Week 2: Functional Requirements for the Communications Interface

Last week I investigated the NXT hardware, expanded upon some communications possibilities, and gave a very light preliminary assessment which leaned in favor of the RJ12 sensor ports currently used for COTS NXT sensors.

But before delving into further detail regarding comms, I'm going to take an aside and mention that  Professor Anderson has provided me with the board I'll be interfacing with the NXT. While I've previously been under the assumption that the "Arduino" I'd be using was a reference Arduino Uno, I've been provided with a ChipKit Uno32.

Fig 1. ChipKit Uno32

Upon some reading from ChipKit's website this particular device appears to be a clone Arduino, which claims to be fully "Arduino-Compatible". At first glance it seems far beefier than a reference Arduino Uno, and touts more I/O pins, a more robust microcontroller IC (80 Mhz PIC controller vs the reference Uno's 16 MHz AtMega328 AVR controller), and also a variety of jumpers to configure various board functionality (power regulator/hardware SPI/etc.). I've never worked directly with a ChipKit board before, however I'm banking on the "Arduino-Compatible" part for ease of use.
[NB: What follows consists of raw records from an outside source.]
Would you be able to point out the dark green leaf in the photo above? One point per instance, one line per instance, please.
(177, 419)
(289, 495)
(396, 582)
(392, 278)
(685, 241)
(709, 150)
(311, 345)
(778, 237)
Back on the comms side as I've previous mentioned, I have opted to go down the RJ12 route. The primary reason for this is that it is likely to be the most documented interface for the NXT, and there is no additional significant hardware required unlike the other approaches I've mentioned. To marginally hash out the factors involved in making this decision:

• I need something workable fast, while I'd love to explore other communications options I'm limited in time and budget
• The likely scenario for this interface is during a class lab or other hands-on segment. Complexity would make achieving the overall goal, basic communications, needlessly difficult.
• The protocols in play are likely either SPI or I2C, and while I'm not an expert, I have experience working with both of these protocols.

Additionally I wanted to throw around some functional requirements of the interface:

• Needs to be capable of both synchronous and asynchronous communications
• Capable of scaling from simple sensor concepts to more involved (possibly DSP-heavy) sensors
• Not likely to be used for "high-speed" comms, here defining "high-speed" to be in excess of the capabilities afforded by I2C or SPI. However, should be capable of continuously passing data at a rate commensurate to the NXT's maximum sensor poll rate.
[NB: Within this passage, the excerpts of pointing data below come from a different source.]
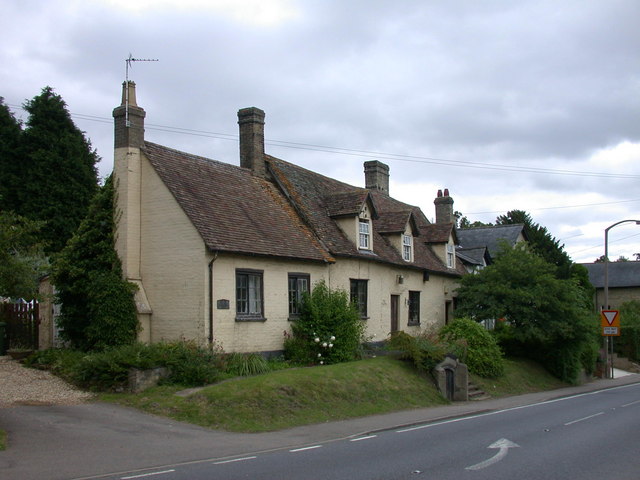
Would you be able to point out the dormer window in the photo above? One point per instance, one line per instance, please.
(407, 248)
(450, 256)
(365, 235)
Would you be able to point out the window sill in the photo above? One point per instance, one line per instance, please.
(250, 318)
Given that the on-board comms (UART/USART/PCB-based SPI) are not directly exposed by the hardware, the requirement for simplicity rules out these options. Bluetooth is a contender up to the point where additional hardware in the form of an Arduino-based radio is required; I'm all for this research but budget constraints limit my frivolity with component selection.

Research into current NXT sensors and their interfaces indicated that while the sensor ports are reconfigurable to a degree, the digital COTS sensors default to I2C based communication. And thus I2C it is.